最終話 キャラクター座談会

 文字数も残り3000字となり、この回で最終話となります。一応、こちらもエッセイ部門でカクヨムコン短編にエントリーしておりますが、果たしてこの作品がエッセイと呼べるものなのか? それはさておき、今回はキャラクター達による座談会です。作者であるノエルアリは、別室のモニターから、彼らの本音トークに胃をキリキリとさせながら聞いております――という設定で。


 では、今回の座談会に出席していただくキャラクターの紹介です。


『リリア・フラーシルは、今日も聖人認定されたい!』より、聖人になることが何よりも悲願、リリア・フラーシル。


『ヘイアン公達の月交換視察〜帝が天女を妃に迎えるまで〜』より、眉目秀麗なカリスマ帝、都造みやこのつくりこ朱鷺とき


『快刀ディクショナリー』より、辞書界の秩序と平和を守る統監語句、一網打尽(ジン)。


『鬼の発生と消滅のメカニズム』より、フリーダムな鬼の長男、頬月ほおづきみやび


 以上の四人でお送りいたします。
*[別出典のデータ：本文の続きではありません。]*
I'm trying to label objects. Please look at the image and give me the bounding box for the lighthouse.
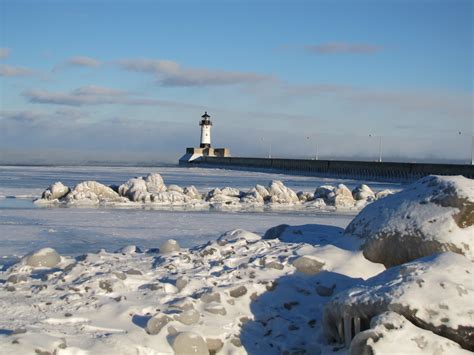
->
[179,111,230,165]
[199,111,212,148]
なお、キャラクターのみの座談会では心許ないため、お題は彼らの前に設置したモニターにて映し出しております。


◇◇◇

モニター『お題1;作品での貴方の立ち位置は?』


 お題を読み、四人のキャラクター達がフリップに答えを書く。


モニター『では一斉にお出しください』


リリア「ヒロイン」

朱鷺「主役」

ジン「統監語句」

雅「弟にオーナーを解任された、残念なパスティッチェーレ」


「――いやいやいや」と雅が顔の前で手を振り、声を荒げる。

「君たち主人公の割に、キレが弱いよ!? ほらもっとオモシロ回答しなきゃ!」


「別にウケを狙って答えている訳ではないわよ? あるがままの回答をしているだけ」

「左様。作中そのままに答えたまでぞ?」

「すみません。私は主人公とは程遠いキャラクターでして……。なぜ私がここに呼ばれたのかも、未だ分からずじまいなのです」


 リリア、朱鷺、ジンの順番に言葉を発る。うーん、と雅が唸る。


「そうなの? ごめんね、座談会だと聞いていたから、もっとボケたほうが良いのかと思っちゃった。それじゃ、次からマジメに答えるよ」


モニター『お題2;貴方の野望は?』

 

 さっとフリップに記入し、四人が一斉に答えを出す。


リリア「誰もがひれ伏す、愛と蠱惑こわくの聖人」

朱鷺「絶世の美女との酒池肉林三昧」

ジン「世界平和と、愛する語句との心穏やかな日々」

雅「存命」


「――いやいやいや、ちょっと待ってよ! さっきと逆になってるじゃない! マジメにやるんじゃなかったの!?」


 またしても雅が声を荒げる。


「失礼ね。マジメにやってるわよ?」

「ふざけておられるのは、貴殿のみであろう?」

「野望は何かと聞かれて、存命とお答えになるとは。そちらの世界は、よほど鬼を根絶やしにされたいのですね」


 ああ、と憐れみの瞳を向けられる雅が、「あれ? 今回は僕がボロクソにされる感じ?」と、この座談会に疑問を呈す。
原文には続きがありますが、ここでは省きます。